A finite state machine specialized for regular-expression-based text filters,
this module defines the following classes:
- `StateMachine`, a state machine
- `State`, a state superclass
- `StateMachineWS`, a whitespace-sensitive version of `StateMachine`
- `StateWS`, a state superclass for use with `StateMachineWS`
- `SearchStateMachine`, uses `re.search()` instead of `re.match()`
- `SearchStateMachineWS`, uses `re.search()` instead of `re.match()`
- `ViewList`, extends standard Python lists.
- `StringList`, string-specific ViewList.
Exception classes:
- `StateMachineError`
- `UnknownStateError`
- `DuplicateStateError`
- `UnknownTransitionError`
- `DuplicateTransitionError`
- `TransitionPatternNotFound`
- `TransitionMethodNotFound`
- `UnexpectedIndentationError`
- `TransitionCorrection`: Raised to switch to another transition.
- `StateCorrection`: Raised to switch to another state & transition.
Functions:
- `string2lines()`: split a multi-line string into a list of one-line strings
How To Use This Module
======================
(See the individual classes, methods, and attributes for details.)
1. Import it: ``import statemachine`` or ``from statemachine import ...``.

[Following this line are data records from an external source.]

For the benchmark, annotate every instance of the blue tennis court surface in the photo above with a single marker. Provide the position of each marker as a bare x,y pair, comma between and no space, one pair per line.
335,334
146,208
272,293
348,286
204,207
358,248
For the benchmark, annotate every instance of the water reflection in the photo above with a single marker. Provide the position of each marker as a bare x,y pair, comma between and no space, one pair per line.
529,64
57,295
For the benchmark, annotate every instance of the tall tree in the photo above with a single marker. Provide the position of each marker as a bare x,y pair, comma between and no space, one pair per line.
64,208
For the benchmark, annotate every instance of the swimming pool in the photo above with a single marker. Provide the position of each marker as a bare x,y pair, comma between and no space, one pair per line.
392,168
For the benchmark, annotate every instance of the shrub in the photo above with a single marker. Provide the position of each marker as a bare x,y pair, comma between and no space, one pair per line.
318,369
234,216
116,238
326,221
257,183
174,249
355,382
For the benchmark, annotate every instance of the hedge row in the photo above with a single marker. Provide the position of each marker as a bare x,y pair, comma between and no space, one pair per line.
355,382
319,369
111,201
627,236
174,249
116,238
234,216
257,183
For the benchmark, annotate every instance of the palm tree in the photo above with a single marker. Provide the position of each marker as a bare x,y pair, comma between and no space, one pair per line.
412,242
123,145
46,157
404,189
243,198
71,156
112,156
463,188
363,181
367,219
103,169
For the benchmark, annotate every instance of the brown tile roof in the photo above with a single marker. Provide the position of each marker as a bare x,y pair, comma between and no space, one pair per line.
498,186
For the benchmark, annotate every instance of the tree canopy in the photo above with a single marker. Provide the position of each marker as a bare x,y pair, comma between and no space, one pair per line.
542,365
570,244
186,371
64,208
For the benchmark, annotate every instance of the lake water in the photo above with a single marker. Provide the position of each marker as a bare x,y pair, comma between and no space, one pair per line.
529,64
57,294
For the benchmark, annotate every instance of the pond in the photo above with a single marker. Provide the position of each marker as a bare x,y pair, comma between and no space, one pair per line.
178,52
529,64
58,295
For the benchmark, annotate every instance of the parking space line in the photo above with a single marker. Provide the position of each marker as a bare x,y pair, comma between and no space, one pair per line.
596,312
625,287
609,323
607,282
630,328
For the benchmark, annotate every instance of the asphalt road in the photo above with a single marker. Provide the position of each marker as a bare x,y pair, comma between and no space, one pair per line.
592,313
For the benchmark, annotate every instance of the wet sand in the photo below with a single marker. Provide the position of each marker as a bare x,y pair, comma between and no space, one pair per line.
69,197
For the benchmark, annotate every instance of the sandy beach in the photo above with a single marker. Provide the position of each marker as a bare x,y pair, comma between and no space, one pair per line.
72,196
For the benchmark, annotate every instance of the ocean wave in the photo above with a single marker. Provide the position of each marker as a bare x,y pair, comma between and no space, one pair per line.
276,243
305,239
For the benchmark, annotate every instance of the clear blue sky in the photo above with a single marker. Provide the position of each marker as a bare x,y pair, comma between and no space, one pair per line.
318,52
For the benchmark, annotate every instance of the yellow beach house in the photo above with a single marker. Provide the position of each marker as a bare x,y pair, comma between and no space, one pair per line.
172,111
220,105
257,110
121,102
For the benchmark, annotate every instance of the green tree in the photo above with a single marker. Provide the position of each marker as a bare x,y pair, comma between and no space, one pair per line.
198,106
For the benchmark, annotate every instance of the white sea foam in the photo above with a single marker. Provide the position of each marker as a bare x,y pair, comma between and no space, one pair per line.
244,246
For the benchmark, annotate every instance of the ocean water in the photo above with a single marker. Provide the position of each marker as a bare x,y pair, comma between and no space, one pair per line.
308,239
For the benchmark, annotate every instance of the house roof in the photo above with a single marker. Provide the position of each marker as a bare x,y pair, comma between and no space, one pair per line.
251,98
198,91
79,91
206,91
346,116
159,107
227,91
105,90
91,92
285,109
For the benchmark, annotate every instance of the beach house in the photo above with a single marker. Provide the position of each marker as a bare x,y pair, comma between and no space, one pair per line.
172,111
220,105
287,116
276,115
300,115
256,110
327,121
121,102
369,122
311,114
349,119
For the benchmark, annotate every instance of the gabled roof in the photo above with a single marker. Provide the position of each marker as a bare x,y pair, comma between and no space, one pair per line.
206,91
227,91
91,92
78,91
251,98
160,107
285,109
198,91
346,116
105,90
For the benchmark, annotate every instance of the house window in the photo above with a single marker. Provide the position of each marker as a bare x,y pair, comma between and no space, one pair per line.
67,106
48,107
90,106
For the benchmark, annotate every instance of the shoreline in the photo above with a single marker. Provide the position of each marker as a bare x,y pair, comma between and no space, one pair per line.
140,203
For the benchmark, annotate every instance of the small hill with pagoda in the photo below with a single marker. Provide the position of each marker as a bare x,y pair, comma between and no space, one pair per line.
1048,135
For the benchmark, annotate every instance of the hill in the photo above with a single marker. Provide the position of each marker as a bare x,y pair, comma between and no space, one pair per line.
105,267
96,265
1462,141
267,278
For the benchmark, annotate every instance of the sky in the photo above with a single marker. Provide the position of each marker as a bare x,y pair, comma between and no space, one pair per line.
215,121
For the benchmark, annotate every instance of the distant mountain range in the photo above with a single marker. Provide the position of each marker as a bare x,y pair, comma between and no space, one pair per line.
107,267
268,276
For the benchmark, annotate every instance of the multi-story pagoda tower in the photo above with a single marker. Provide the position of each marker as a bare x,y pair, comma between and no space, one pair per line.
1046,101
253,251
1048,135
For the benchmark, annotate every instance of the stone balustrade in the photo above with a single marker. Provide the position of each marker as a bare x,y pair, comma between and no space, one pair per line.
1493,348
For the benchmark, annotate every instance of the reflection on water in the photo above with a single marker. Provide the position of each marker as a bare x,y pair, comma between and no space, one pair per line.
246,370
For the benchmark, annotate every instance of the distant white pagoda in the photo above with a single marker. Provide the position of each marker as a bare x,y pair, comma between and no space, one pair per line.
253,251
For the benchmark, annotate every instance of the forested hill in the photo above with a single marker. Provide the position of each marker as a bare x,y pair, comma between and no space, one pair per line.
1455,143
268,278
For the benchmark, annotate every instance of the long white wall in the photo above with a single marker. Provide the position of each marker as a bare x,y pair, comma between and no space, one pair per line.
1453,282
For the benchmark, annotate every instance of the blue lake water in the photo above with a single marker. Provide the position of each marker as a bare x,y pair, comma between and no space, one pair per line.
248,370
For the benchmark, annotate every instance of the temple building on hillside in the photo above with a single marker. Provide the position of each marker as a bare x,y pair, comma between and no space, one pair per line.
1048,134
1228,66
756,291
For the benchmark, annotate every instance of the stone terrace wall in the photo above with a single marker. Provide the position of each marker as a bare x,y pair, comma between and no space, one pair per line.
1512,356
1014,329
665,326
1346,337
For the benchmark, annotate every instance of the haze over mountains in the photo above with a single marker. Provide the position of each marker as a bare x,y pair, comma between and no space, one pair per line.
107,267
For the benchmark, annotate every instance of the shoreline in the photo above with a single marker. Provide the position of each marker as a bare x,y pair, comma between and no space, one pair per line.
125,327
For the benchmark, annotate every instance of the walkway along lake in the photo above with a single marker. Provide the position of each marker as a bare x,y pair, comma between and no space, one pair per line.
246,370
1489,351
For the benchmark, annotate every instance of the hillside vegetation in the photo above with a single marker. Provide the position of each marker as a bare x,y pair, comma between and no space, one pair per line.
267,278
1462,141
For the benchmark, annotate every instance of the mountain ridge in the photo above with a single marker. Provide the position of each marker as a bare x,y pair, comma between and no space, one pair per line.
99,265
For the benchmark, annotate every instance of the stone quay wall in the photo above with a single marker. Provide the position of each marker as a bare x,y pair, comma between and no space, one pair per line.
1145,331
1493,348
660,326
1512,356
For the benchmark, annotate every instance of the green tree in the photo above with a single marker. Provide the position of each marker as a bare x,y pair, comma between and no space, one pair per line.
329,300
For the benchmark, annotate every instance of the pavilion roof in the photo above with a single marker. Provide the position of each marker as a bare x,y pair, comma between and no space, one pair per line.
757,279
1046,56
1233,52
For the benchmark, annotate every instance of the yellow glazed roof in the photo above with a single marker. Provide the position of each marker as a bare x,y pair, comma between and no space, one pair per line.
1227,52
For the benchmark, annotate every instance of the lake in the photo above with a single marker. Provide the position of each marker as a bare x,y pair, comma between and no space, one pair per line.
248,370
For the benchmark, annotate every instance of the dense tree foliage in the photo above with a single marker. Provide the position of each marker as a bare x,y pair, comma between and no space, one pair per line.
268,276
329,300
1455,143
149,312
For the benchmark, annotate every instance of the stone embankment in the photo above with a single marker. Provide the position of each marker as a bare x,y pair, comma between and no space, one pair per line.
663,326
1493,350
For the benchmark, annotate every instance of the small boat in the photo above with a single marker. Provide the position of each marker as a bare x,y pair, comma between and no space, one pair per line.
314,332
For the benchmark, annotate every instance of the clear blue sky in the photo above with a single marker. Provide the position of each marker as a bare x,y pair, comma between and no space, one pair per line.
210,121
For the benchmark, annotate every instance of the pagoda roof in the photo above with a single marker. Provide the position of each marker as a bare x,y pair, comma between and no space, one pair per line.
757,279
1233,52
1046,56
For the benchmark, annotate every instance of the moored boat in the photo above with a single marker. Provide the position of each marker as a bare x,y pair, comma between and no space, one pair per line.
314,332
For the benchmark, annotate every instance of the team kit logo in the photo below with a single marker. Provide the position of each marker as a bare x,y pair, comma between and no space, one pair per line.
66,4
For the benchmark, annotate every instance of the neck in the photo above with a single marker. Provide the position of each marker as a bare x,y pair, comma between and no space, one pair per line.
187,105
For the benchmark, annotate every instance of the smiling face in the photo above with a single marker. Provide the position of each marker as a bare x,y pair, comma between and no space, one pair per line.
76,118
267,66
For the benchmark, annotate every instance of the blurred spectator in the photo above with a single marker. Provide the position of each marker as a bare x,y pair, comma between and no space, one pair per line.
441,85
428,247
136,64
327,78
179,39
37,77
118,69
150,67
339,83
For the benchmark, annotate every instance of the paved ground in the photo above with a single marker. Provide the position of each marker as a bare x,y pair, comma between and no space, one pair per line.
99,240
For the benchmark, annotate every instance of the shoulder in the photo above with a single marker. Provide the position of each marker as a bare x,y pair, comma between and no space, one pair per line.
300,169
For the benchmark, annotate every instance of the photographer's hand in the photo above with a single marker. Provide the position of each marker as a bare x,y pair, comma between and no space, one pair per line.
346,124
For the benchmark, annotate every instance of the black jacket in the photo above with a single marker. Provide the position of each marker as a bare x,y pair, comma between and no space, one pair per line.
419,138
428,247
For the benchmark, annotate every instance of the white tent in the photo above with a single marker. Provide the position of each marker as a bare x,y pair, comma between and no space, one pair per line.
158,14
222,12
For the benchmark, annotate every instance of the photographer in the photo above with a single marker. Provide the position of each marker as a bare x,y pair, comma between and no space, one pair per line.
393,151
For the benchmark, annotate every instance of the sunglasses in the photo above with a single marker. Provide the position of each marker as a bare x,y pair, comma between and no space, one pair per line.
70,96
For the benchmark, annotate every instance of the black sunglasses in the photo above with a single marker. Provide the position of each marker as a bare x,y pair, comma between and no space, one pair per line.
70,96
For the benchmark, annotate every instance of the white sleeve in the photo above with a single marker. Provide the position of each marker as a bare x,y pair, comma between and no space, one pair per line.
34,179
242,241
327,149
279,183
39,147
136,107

You will also need to ``import re``.
2. Derive a subclass of `State` (or `StateWS`) for each state in your state
machine::
class MyState(statemachine.State):
Within the state's class definition:
a) Include a pattern for each transition, in `State.patterns`::
patterns = {'atransition': r'pattern', ...}
b) Include a list of initial transitions to be set up automatically, in
`State.initial_transitions`::
initial_transitions = ['atransition', ...]
c) Define a method for each transition, with the same name as the
transition pattern::
def atransition(self, match, context, next_state):
# do something
result = [...] # a list
return context, next_state, result
# context, next_state may be altered
Transition methods may raise an `EOFError` to cut processing short.
d) You may wish to override the `State.bof()` and/or `State.eof()` implicit
transition methods, which handle the beginning- and end-of-file.
e) In order to handle nested processing, you may wish to override the
attributes `State.nested_sm` and/or `State.nested_sm_kwargs`.
If you are using `StateWS` as a base class, in order to handle nested
indented blocks, you may wish to:
- override the attributes `StateWS.indent_sm`,
`StateWS.indent_sm_kwargs`, `StateWS.known_indent_sm`, and/or
`StateWS.known_indent_sm_kwargs`;
- override the `StateWS.blank()` method; and/or
- override or extend the `StateWS.indent()`, `StateWS.known_indent()`,
and/or `StateWS.firstknown_indent()` methods.
3. Create a state machine object::
sm = StateMachine(state_classes=[MyState, ...],
initial_state='MyState')
4. Obtain the input text, which needs to be converted into a tab-free list of
one-line strings. For example, to read text from a file called
'inputfile'::
with open('inputfile', encoding='utf-8') as fp:
input_string = fp.read()
input_lines = statemachine.string2lines(input_string)
5. Run the state machine on the input text and collect the results, a list::
results = sm.run(input_lines)
6. Remove any lingering circular references::
sm.unlink()